「球技大会ガチろーぜ」
卒業まであと3日。今日は球技大会だけして給食を食べれば帰れる。
廊下で、山倉と日月としゃべっていると女子生徒が僕たちの前を通った。
何の気なしに顔を上げる。
いつもの律儀なストレートヘアではなく、高い位置で髪を1つに束ねた花宮さんの後ろ姿が視界に入り、嫌でも鼓動が高鳴ってしまう。
その姿をぼんやりと眺めていると、「涼、おい」と山倉に肩を叩かれた。
「可愛い女の子に見惚れてんじゃねーよ。長瀬に『バカヤロー』って言われても知らんからな」
「…見惚れてねーよ」
黒く汚れた上靴に視線を落とす。
「涼おはー」と、誰かに肩を掴まれて顔を上げる。
現れたのは、伸びかけの坊主を綺麗に刈り上げて形を整えた矢島だった。
「おは。
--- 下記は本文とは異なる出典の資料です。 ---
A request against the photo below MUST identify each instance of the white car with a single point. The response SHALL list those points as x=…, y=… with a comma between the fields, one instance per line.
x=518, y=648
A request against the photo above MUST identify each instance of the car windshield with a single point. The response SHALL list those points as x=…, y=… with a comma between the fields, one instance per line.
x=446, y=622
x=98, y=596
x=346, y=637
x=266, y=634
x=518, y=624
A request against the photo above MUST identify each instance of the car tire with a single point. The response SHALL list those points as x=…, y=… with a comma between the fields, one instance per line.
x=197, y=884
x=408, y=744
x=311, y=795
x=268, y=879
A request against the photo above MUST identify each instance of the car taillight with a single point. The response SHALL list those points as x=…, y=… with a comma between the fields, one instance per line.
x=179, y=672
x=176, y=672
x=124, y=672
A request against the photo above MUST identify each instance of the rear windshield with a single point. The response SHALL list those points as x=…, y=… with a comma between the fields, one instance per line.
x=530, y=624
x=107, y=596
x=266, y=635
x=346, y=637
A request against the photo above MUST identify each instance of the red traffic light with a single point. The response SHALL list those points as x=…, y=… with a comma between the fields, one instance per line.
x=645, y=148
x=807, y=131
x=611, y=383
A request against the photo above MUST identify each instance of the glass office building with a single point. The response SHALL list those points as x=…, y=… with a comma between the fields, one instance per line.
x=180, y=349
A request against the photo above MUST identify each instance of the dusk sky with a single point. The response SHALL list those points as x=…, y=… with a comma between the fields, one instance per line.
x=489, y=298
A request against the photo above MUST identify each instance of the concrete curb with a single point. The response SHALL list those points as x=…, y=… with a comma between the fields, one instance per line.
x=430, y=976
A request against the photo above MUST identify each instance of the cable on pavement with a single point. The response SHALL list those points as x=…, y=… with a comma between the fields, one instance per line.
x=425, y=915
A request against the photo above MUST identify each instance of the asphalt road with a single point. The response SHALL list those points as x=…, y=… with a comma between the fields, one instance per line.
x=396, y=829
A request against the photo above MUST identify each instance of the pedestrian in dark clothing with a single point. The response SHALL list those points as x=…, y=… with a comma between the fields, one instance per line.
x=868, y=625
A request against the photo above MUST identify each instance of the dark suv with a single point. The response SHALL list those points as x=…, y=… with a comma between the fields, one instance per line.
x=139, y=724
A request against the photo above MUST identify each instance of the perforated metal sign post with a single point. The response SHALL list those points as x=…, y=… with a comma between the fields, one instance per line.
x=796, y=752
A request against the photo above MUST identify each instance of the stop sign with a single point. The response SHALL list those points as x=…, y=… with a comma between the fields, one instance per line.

てか、頭剃ったんや」
「気合い入れたかったから。てか涼はいつも通り過ぎて怖いわ」
僕の中に、イベントだから何かしようという考えは存在しない。
なので、イベントでヘアアレンジに命をかける女子や、ヘアセットに勤しむ男子の気持ちはわからない。
「俺もセットしてみた。ど?」
「鳥だな」
山倉と日月のしょうもない会話を聞き流しながら、僕は窓から見える、約3年間お世話になった白い校舎をさっと眺めた。